B11-Sedat.

3.6K 114 9
                                    

Keyifli okumalar herkese 🌸

7 sene önce, Bingöl.

Zerya yeni bir güne gözlerini açarken yorgunca gerinde yatakta. Bugün onun doğum günüydü. On yedi yaşına giricekti. Gülümserken Şahin'e baktı.

Yataktan kalkarken midesinin bulandığını hissetti. Buna anlam veremezken üzerinde durmadı ve mutfağa geçti. Gelin geleli 2 ay oluyordu. Annesini, abisini terk edeli 2 ay. Urfa'dan kaçalı 2 ay. Boğuluyormuş gibi bir his yakasına yapışınca hemen mutfağın balkon kapısını açtı, sabahın serin havası mutfağa dolarken nefes alabildiğini hissetti.

Siniye kahvaltılıkları dizerken pişen menemenin soğanı yine midesini bulandırdı. Bu kez öğürdüğünde kendini hızlıca banyoya attı. Midesini boşaltırken kapının tıklandığını hissetti.

"Zerya iyi misin?" Dedi Şahin uykulu sesiyle. Başı ağrıyordu. Bugün tarlaya gidecekti uzak bir köye. Bir hafta kalacaktı, elma bahçesine. O yüzden uykusunu almak istemişti ama Zerya'nın kustuğunu duyunca uyanıp gelmişti.

Zerya elini yüzünü soğuk suyla yıkarken,

"Menemenin altını kapat yanacak." Dedi.

Şahin ona denileni yaparken Zerya midesini tutup mutfağa geldi. Başı dönüyordu. Şahin ona bir bardak su verip karşısına oturdu.

"Neyin var senin?" Dedi yüzünü izlerken. Solgun duruyordu.

"Bilmiyorum midemi üşüttüm heralde."

"Elbiseyle bu soğukta çamaşır asmaya çıkarsan üşütürsün tabii. Bir de bir daha seni öyle görmiycem haberin olsun. Sana para bıraktım aynalığın önüne, kendine bir pardösü al sokağa çıkarken giy. Seni bir daha öyle kısacık elbiseyle sokakta görürsem yemin ederim şu balkondan fırlatır atarım." Dedi öfkelenirken.
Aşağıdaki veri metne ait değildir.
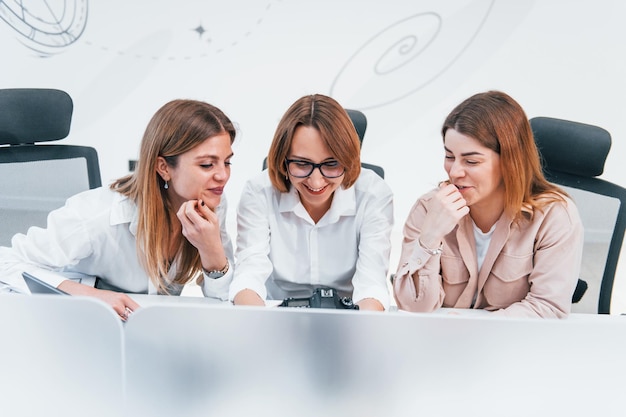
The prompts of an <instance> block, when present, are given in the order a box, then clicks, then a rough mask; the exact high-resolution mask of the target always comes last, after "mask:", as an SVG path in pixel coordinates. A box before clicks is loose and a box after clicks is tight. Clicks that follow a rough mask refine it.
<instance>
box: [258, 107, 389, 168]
mask: <svg viewBox="0 0 626 417" xmlns="http://www.w3.org/2000/svg"><path fill="white" fill-rule="evenodd" d="M346 113H348V116H350V120H352V124H353V125H354V128H355V130H356V133H357V135H358V136H359V142H360V143H361V147H363V137H364V136H365V131H366V130H367V117H365V114H363V112H361V111H359V110H352V109H346ZM361 167H363V168H366V169H371V170H372V171H374V172H375V173H377V174H378V176H379V177H381V178H385V170H384V169H383V167H381V166H379V165H373V164H368V163H366V162H361ZM266 168H267V157H266V158H265V159H263V169H266Z"/></svg>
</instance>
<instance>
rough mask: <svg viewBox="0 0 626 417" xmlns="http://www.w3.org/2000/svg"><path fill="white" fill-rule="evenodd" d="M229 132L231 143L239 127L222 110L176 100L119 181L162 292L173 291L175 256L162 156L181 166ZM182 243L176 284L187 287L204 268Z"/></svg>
mask: <svg viewBox="0 0 626 417" xmlns="http://www.w3.org/2000/svg"><path fill="white" fill-rule="evenodd" d="M224 132H226V133H228V135H229V136H230V140H231V144H232V142H233V141H234V140H235V135H236V131H235V127H234V125H233V123H232V122H231V121H230V119H229V118H228V117H227V116H226V115H225V114H224V113H223V112H222V111H221V110H220V109H218V108H217V107H215V106H212V105H210V104H208V103H205V102H202V101H196V100H173V101H170V102H169V103H166V104H165V105H164V106H163V107H161V108H160V109H159V110H158V111H157V112H156V113H155V114H154V116H152V119H151V120H150V122H149V123H148V126H147V127H146V131H145V133H144V135H143V139H142V141H141V147H140V153H139V160H138V162H137V165H136V168H135V171H134V172H133V173H131V174H130V175H126V176H124V177H122V178H119V179H117V180H116V181H114V182H113V183H112V184H111V186H110V188H111V189H112V190H115V191H117V192H119V193H121V194H123V195H125V196H127V197H129V198H130V199H131V200H133V201H134V202H135V204H136V205H137V211H138V225H137V254H138V256H139V261H140V262H141V264H142V266H143V268H144V269H145V270H146V272H147V274H148V276H149V277H150V279H151V281H152V283H153V284H154V286H155V287H156V288H157V289H158V291H159V293H165V294H167V293H169V290H168V287H169V282H168V279H167V274H168V271H169V269H170V267H171V265H172V263H173V262H174V259H170V258H169V249H170V248H169V242H171V238H173V237H174V236H172V233H173V230H174V228H173V227H172V224H171V220H170V219H172V218H173V214H174V212H175V208H173V207H171V205H170V203H169V200H168V199H167V196H166V190H165V189H164V182H163V179H162V178H161V176H160V175H158V173H157V170H156V163H157V157H159V156H161V157H163V158H165V160H166V161H167V163H168V164H169V165H171V166H176V164H177V162H178V156H179V155H180V154H182V153H185V152H187V151H189V150H190V149H192V148H194V147H196V146H198V145H199V144H201V143H202V142H204V141H205V140H206V139H207V138H209V137H213V136H216V135H218V134H221V133H224ZM174 238H176V239H177V240H178V242H179V243H178V250H177V252H176V253H177V255H176V258H175V260H176V266H177V268H176V276H175V277H174V279H173V281H172V283H175V284H186V283H187V282H189V281H190V280H192V279H193V278H194V277H195V276H197V275H198V273H199V272H200V271H201V269H202V264H201V262H200V255H199V254H198V251H197V249H196V248H195V247H194V246H193V245H192V244H191V243H189V241H187V239H185V238H184V237H183V236H182V234H181V235H179V236H176V237H174Z"/></svg>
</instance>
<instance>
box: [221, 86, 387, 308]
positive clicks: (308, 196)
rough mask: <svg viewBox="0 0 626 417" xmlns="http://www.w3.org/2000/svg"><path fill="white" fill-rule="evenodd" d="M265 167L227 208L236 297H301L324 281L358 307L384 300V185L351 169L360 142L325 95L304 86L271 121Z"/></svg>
mask: <svg viewBox="0 0 626 417" xmlns="http://www.w3.org/2000/svg"><path fill="white" fill-rule="evenodd" d="M267 161H268V169H267V170H265V171H263V172H261V173H260V174H259V175H258V176H256V177H255V178H252V179H251V180H249V181H248V183H247V184H246V185H245V187H244V190H243V192H242V195H241V199H240V201H239V206H238V211H237V230H238V233H237V256H236V258H237V266H236V268H235V277H234V278H233V282H232V284H231V288H230V299H231V300H233V302H234V303H235V304H237V305H264V304H265V301H266V300H281V299H285V298H291V297H293V298H303V297H304V298H306V297H308V296H311V294H312V293H313V292H314V291H315V290H317V289H319V288H321V287H331V288H333V289H335V290H336V291H337V292H338V293H339V295H340V296H342V297H352V299H353V300H352V301H353V302H354V303H355V304H356V305H358V306H359V308H360V309H362V310H385V309H387V308H388V307H389V291H388V289H387V284H386V276H387V272H388V271H387V269H388V266H389V254H390V249H391V242H390V235H391V228H392V224H393V195H392V193H391V189H390V188H389V187H388V186H387V184H386V183H385V181H384V180H383V179H382V178H380V177H379V176H378V175H377V174H375V173H374V172H373V171H370V170H368V169H361V159H360V143H359V138H358V136H357V133H356V130H355V128H354V125H353V124H352V121H351V120H350V117H349V116H348V114H347V113H346V111H345V110H344V109H343V107H341V106H340V105H339V103H337V101H335V100H334V99H332V98H331V97H327V96H324V95H320V94H315V95H309V96H304V97H301V98H300V99H298V100H297V101H296V102H294V103H293V104H292V105H291V106H290V107H289V109H288V110H287V112H286V113H285V114H284V115H283V117H282V119H281V121H280V122H279V124H278V127H277V128H276V132H275V134H274V139H273V141H272V144H271V146H270V150H269V155H268V158H267Z"/></svg>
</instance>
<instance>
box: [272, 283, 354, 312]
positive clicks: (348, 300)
mask: <svg viewBox="0 0 626 417" xmlns="http://www.w3.org/2000/svg"><path fill="white" fill-rule="evenodd" d="M278 306H279V307H299V308H334V309H342V310H358V309H359V306H358V305H356V304H354V303H353V302H352V298H350V297H340V296H339V294H337V291H336V290H335V289H334V288H317V289H315V291H314V292H313V295H312V296H310V297H306V298H294V297H289V298H285V299H284V300H283V302H282V303H280V304H279V305H278Z"/></svg>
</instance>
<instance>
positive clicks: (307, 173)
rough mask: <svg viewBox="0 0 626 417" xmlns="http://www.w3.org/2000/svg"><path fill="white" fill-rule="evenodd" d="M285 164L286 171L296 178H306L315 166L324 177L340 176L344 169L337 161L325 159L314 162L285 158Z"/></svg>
mask: <svg viewBox="0 0 626 417" xmlns="http://www.w3.org/2000/svg"><path fill="white" fill-rule="evenodd" d="M285 165H287V171H289V174H291V176H293V177H296V178H306V177H308V176H310V175H311V174H312V173H313V170H314V169H315V168H317V169H319V170H320V173H321V174H322V175H323V176H324V177H326V178H337V177H341V176H342V175H343V174H344V172H346V169H345V168H344V166H343V165H341V164H340V163H339V162H337V161H327V162H322V163H320V164H314V163H313V162H309V161H302V160H300V159H285Z"/></svg>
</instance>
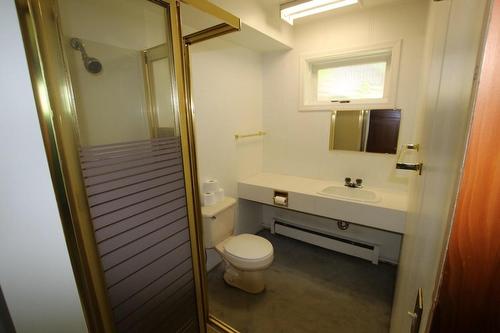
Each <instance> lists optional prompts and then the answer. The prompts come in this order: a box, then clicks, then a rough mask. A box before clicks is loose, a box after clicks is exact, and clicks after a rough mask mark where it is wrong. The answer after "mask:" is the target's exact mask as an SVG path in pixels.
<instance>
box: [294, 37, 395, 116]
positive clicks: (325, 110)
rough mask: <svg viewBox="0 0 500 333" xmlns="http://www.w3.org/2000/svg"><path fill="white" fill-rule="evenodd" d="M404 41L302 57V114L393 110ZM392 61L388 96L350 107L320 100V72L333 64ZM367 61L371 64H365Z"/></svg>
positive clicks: (385, 43)
mask: <svg viewBox="0 0 500 333" xmlns="http://www.w3.org/2000/svg"><path fill="white" fill-rule="evenodd" d="M401 46H402V41H401V40H398V41H393V42H386V43H380V44H375V45H369V46H364V47H357V48H351V49H342V50H333V51H329V52H323V53H319V54H318V53H316V54H303V55H301V56H300V80H299V83H300V91H299V95H300V98H299V111H332V110H352V109H390V108H395V107H396V94H397V88H398V78H399V63H400V57H401ZM372 59H373V60H377V59H388V61H387V67H386V75H385V83H384V96H383V97H382V98H375V99H353V100H350V101H349V102H348V103H345V102H344V103H342V102H340V101H337V102H331V101H318V100H317V82H318V81H317V72H318V69H322V68H327V67H329V66H328V65H331V64H342V63H344V64H346V65H349V64H356V63H368V60H372ZM363 60H367V62H363Z"/></svg>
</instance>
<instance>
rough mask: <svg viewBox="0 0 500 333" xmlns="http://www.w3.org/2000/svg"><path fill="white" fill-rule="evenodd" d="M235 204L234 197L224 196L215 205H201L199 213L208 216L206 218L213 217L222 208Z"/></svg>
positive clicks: (218, 213) (217, 212)
mask: <svg viewBox="0 0 500 333" xmlns="http://www.w3.org/2000/svg"><path fill="white" fill-rule="evenodd" d="M235 204H236V199H235V198H231V197H224V199H223V200H222V201H221V202H218V203H216V204H215V205H212V206H203V207H201V215H202V216H203V217H208V218H211V217H215V216H216V215H217V214H219V213H220V212H222V211H223V210H226V209H228V208H229V207H231V206H234V205H235Z"/></svg>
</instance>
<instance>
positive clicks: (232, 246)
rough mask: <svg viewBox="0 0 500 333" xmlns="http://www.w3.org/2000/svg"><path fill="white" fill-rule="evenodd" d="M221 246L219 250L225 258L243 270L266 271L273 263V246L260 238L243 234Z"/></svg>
mask: <svg viewBox="0 0 500 333" xmlns="http://www.w3.org/2000/svg"><path fill="white" fill-rule="evenodd" d="M219 245H221V246H217V248H218V250H219V251H220V252H221V253H222V255H223V256H224V258H225V259H226V260H227V261H228V262H229V263H230V264H232V265H234V266H235V267H237V268H239V269H241V270H260V269H265V268H267V267H268V266H269V265H271V263H272V262H273V253H274V250H273V245H272V244H271V242H269V241H268V240H267V239H265V238H263V237H260V236H256V235H251V234H241V235H238V236H233V237H229V238H228V239H227V240H225V241H224V242H222V244H219Z"/></svg>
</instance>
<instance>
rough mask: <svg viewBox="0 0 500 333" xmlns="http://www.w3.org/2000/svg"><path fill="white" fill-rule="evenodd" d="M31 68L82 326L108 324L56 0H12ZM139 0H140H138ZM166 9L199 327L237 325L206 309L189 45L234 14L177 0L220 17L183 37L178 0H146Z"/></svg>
mask: <svg viewBox="0 0 500 333" xmlns="http://www.w3.org/2000/svg"><path fill="white" fill-rule="evenodd" d="M15 1H16V7H17V11H18V16H19V22H20V27H21V32H22V35H23V40H24V45H25V51H26V57H27V62H28V66H29V70H30V76H31V81H32V85H33V92H34V97H35V103H36V106H37V112H38V117H39V121H40V127H41V132H42V137H43V141H44V146H45V150H46V155H47V161H48V164H49V168H50V172H51V178H52V183H53V187H54V192H55V196H56V200H57V203H58V209H59V214H60V218H61V222H62V226H63V230H64V235H65V239H66V244H67V247H68V252H69V256H70V260H71V265H72V268H73V272H74V276H75V280H76V284H77V288H78V292H79V295H80V300H81V303H82V308H83V312H84V314H85V319H86V322H87V327H88V329H89V331H91V332H115V331H116V329H115V327H114V324H113V320H112V315H111V308H110V304H109V300H108V299H107V294H106V287H105V283H104V274H103V270H102V267H101V264H100V258H99V255H98V252H97V245H96V240H95V235H94V230H93V227H92V224H91V219H90V212H89V205H88V202H87V196H86V190H85V186H84V182H83V175H82V172H81V166H80V157H79V152H78V142H79V141H78V137H79V133H78V127H77V118H76V108H75V99H74V93H73V88H72V85H71V81H70V76H69V71H68V69H67V68H68V64H67V60H66V59H65V55H64V52H63V41H62V34H61V29H60V20H59V11H58V4H57V0H15ZM144 1H146V0H144ZM147 1H150V2H153V3H155V4H157V5H160V6H162V7H164V8H165V10H166V11H167V13H168V14H169V18H168V20H167V22H168V23H169V24H170V27H167V36H169V37H170V38H171V42H172V53H173V64H174V72H175V84H174V85H173V86H174V87H175V88H176V89H174V99H175V102H176V105H175V107H176V109H177V110H178V114H177V117H178V122H179V132H180V139H181V146H182V161H183V162H182V164H183V170H184V171H183V172H184V178H185V186H186V188H185V190H186V204H187V215H188V225H189V234H190V240H191V254H192V261H193V274H194V283H195V292H196V305H197V315H198V324H199V328H200V332H206V331H207V329H211V330H215V331H222V332H237V331H236V330H234V329H233V328H231V327H230V326H228V325H227V324H225V323H223V322H221V321H220V320H218V319H217V318H215V317H213V316H212V315H210V314H209V309H208V300H207V285H206V267H205V249H204V244H203V233H202V232H203V231H202V218H201V204H200V200H199V193H198V192H199V190H198V180H197V163H196V149H195V138H194V126H193V120H194V119H193V117H194V114H193V110H194V106H193V103H192V96H191V88H190V84H191V83H190V72H189V45H191V44H193V43H196V42H201V41H204V40H208V39H210V38H214V37H217V36H220V35H223V34H226V33H230V32H233V31H237V30H240V20H239V18H237V17H236V16H234V15H232V14H230V13H228V12H226V11H225V10H223V9H221V8H219V7H217V6H215V5H213V4H211V3H209V2H208V1H206V0H183V1H182V2H183V3H185V4H186V5H190V6H193V7H195V8H196V9H198V10H201V11H202V12H205V13H207V14H210V15H212V16H214V17H216V18H218V19H219V20H221V21H222V22H224V23H222V24H219V25H216V26H214V27H211V28H208V29H205V30H202V31H199V32H195V33H193V34H191V35H188V36H185V37H184V38H183V37H182V31H181V22H180V5H181V1H179V0H147Z"/></svg>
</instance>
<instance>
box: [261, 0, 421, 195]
mask: <svg viewBox="0 0 500 333" xmlns="http://www.w3.org/2000/svg"><path fill="white" fill-rule="evenodd" d="M426 14H427V1H407V2H401V3H399V4H389V5H385V6H379V7H374V8H370V9H365V10H361V11H356V12H349V13H345V14H342V15H335V14H332V15H328V16H322V17H321V18H318V20H314V21H313V20H310V21H309V22H308V23H307V24H298V25H296V26H295V27H294V29H295V31H294V33H295V35H294V49H293V50H291V51H289V52H275V53H271V54H268V55H266V56H265V57H264V71H263V73H264V74H263V75H264V77H263V82H264V97H263V98H264V104H263V110H264V111H263V112H264V128H265V130H266V131H267V132H268V135H267V136H266V138H265V140H264V171H266V172H274V173H281V174H288V175H295V176H303V177H311V178H319V179H326V180H336V181H342V180H343V179H344V178H345V177H347V176H350V177H352V178H363V179H364V180H365V183H366V184H367V185H368V186H376V187H384V188H388V189H394V190H403V191H404V190H406V188H407V183H408V177H407V173H397V172H396V171H395V169H394V165H395V162H396V157H395V155H383V154H371V153H357V152H345V151H334V152H330V151H328V137H329V131H330V113H329V112H298V104H299V102H298V99H299V56H300V54H302V53H315V52H325V51H328V50H335V49H342V48H354V47H358V46H360V47H362V46H366V45H371V44H376V43H381V42H386V41H395V40H399V39H402V40H403V47H402V54H401V64H400V74H399V87H398V88H399V89H398V94H397V106H398V107H400V108H401V109H402V110H403V111H402V123H401V129H400V141H399V142H400V143H407V142H412V138H413V125H414V123H415V116H416V100H417V87H418V81H419V77H420V67H421V56H422V48H423V44H424V37H425V23H426Z"/></svg>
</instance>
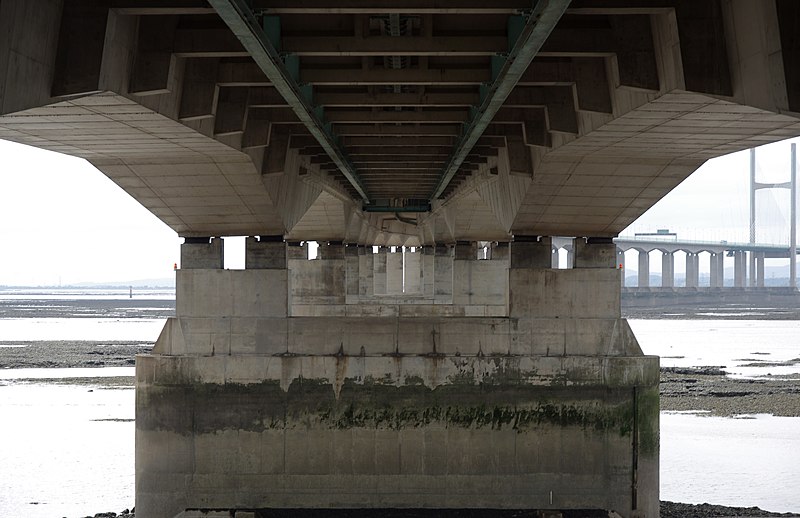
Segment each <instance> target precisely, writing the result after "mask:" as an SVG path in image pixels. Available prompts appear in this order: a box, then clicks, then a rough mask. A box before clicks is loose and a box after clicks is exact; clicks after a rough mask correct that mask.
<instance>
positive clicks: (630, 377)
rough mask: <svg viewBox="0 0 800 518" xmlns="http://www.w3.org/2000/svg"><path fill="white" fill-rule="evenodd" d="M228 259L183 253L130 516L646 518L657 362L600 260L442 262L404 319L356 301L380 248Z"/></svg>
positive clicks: (376, 297)
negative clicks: (584, 510)
mask: <svg viewBox="0 0 800 518" xmlns="http://www.w3.org/2000/svg"><path fill="white" fill-rule="evenodd" d="M606 241H607V242H606ZM219 242H220V240H218V239H213V240H211V242H210V243H209V242H208V240H193V241H192V242H187V243H186V244H184V245H183V253H182V260H183V264H182V267H181V269H180V270H178V271H177V316H176V317H175V318H171V319H170V320H169V321H168V322H167V324H166V326H165V328H164V330H163V332H162V334H161V336H160V338H159V339H158V342H157V344H156V346H155V348H154V350H153V352H152V354H147V355H141V356H139V357H138V358H137V364H136V389H137V398H136V414H137V416H136V508H137V514H141V516H145V517H155V516H167V517H174V516H193V514H192V513H197V512H199V511H200V510H220V509H223V510H226V511H228V512H229V511H231V510H238V511H239V512H253V511H258V510H263V509H281V508H284V509H285V508H327V509H330V508H338V509H348V508H425V509H429V510H435V509H443V508H489V509H570V508H576V507H577V508H595V509H606V510H614V511H616V512H617V513H619V514H620V515H621V516H624V517H634V516H648V517H653V516H658V505H659V499H658V451H659V445H658V429H659V424H658V418H659V415H658V377H659V369H658V358H657V357H648V356H643V355H642V352H641V350H640V348H639V346H638V344H637V342H636V339H635V337H634V336H633V333H632V332H631V330H630V328H629V327H628V324H627V322H626V321H625V320H624V319H622V318H620V300H619V297H620V279H619V275H620V274H621V270H619V269H617V268H615V266H616V249H615V246H614V245H613V243H611V241H610V239H605V240H603V239H600V240H591V239H590V240H588V241H587V240H584V239H577V240H576V246H575V253H574V257H575V265H574V268H572V269H564V270H558V269H553V268H551V245H550V239H549V238H546V237H545V238H538V239H537V238H532V239H529V240H525V239H522V240H520V241H517V242H514V243H511V245H510V249H509V246H508V244H502V243H501V244H500V245H495V247H494V249H493V250H492V254H491V259H488V260H478V259H477V257H476V254H475V253H473V252H475V251H476V248H475V247H474V246H469V245H468V244H464V245H462V244H460V243H459V244H458V245H456V246H455V247H439V248H442V249H443V250H444V251H443V252H440V251H439V250H438V249H437V253H436V256H435V258H436V259H442V260H444V261H439V263H440V264H436V265H435V266H436V268H435V269H433V267H434V261H433V260H431V261H425V260H424V259H425V257H428V256H427V255H425V254H423V255H422V256H421V257H422V260H415V261H413V262H412V263H410V264H409V265H407V267H415V268H418V269H420V271H419V272H410V271H408V270H407V271H406V276H407V277H411V276H418V277H419V278H421V279H425V282H424V284H425V285H426V286H424V288H423V289H421V290H419V291H418V293H417V294H412V295H407V296H406V298H405V299H404V300H401V299H402V297H398V296H397V295H395V296H391V295H383V294H375V293H369V292H368V291H369V290H358V289H356V287H358V286H359V283H362V282H365V281H368V280H370V279H375V278H376V277H375V275H376V274H377V271H373V269H374V265H375V264H376V263H377V261H364V260H361V259H360V258H361V257H362V256H363V255H364V254H367V255H372V253H371V252H372V249H371V247H366V249H364V248H363V247H362V248H359V249H357V250H355V251H354V252H355V253H352V254H351V253H346V251H347V250H349V249H350V248H351V247H344V246H343V245H338V246H339V247H340V248H344V249H343V250H340V252H341V253H339V254H334V253H332V252H333V251H332V250H327V251H326V257H328V258H327V259H326V258H320V259H318V260H313V261H308V260H305V259H292V257H294V256H295V255H297V254H294V253H293V252H292V251H291V250H292V248H293V247H288V257H289V258H288V259H287V245H286V244H285V243H283V242H277V241H270V240H264V239H262V240H261V241H259V240H256V239H255V238H249V239H248V245H247V268H246V269H245V270H238V271H237V270H224V269H221V267H222V263H221V260H220V257H221V247H220V246H219V245H218V243H219ZM447 250H450V252H449V253H447V252H446V251H447ZM509 252H510V253H509ZM375 257H378V256H375ZM430 257H431V259H433V258H434V256H433V255H431V256H430ZM445 261H446V262H447V264H446V265H445V264H444V262H445ZM426 268H427V270H426ZM431 277H435V278H433V279H431ZM429 280H430V282H429ZM370 285H372V286H374V285H375V283H369V284H368V286H370ZM433 285H436V286H437V289H436V290H433ZM429 287H430V289H428V288H429ZM434 299H435V301H436V303H434ZM309 314H316V315H324V316H301V315H309ZM470 315H480V316H470ZM431 512H433V511H431ZM434 514H435V513H434ZM237 516H238V514H237Z"/></svg>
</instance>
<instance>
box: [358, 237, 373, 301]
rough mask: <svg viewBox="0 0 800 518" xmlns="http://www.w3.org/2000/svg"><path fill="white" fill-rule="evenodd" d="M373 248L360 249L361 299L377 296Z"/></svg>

Zerya ona göz ucuyla bakıp somurttu. Yediği dayağın izleri hâlâ vucudundaydı. Biri de elmacık kemiğinde iyileşmeye yüz tutmuş yeşilli bir morluktu.

"Anladın mı? Kimse benim karımın bacağını kalçasını orasını burasını göremez. Adamın amına koyarım bak, beni katil etme."

Zerya tiksintiyle yüzünü buruşturup ayağa kalktı. Gülizar da uyanmış salonda televizyon izliyordu. Sabah programlarından biriydi. Seda Sayan sunuyordu. Bir tane de doktor gelmiş, şeker hastalarının nasıl beslenmesi gerektiğini anlatıyordu.

"Peh! Millet kuru ekmek bulamıyor çavdarda neymiş."derken burun kıvırdı.

Zerya hızlıca yer sofrasını serip tepsiyi getirdi. Sofraya ilişip kahvaltı yaparlarken bu kez de Gülizar'ın ablasının yolladığı peynirin kokusu midesini bulandırdı. Ögürme hissi tekrar gelirken koşa koşa tuvalete gitti.

Şahin ayaklanırken Gülizar tuttu kolundan.

"Nereye gidiyorsun?"

"Hasta anne, düşüp kalmasın bir de banyoda başını falan çarparsa Allah korusun."

Gulizar güldü.

"Ne hastası oğlum. Hamiledir muhtemelen. Ben üst katta oturan Ayten ablaya götürürüm onu bugün. Biliyorsun ebe. Bir bakar. Sen ses etme şimdi, korkmasın. Canım yanar falan zanneder."

Şahin sırıtırken başını salladı. Kahvaltı bitip Şahin küçük bir çantayla tarlaya yollandı. Şahin kapıdayken gözleri annesini aradı ama yoktu. Anlaşılan odasına gitmişti. Eğilip Zerya'nın yanağını avuçladı, dudaklarını dudaklarına bastırdı.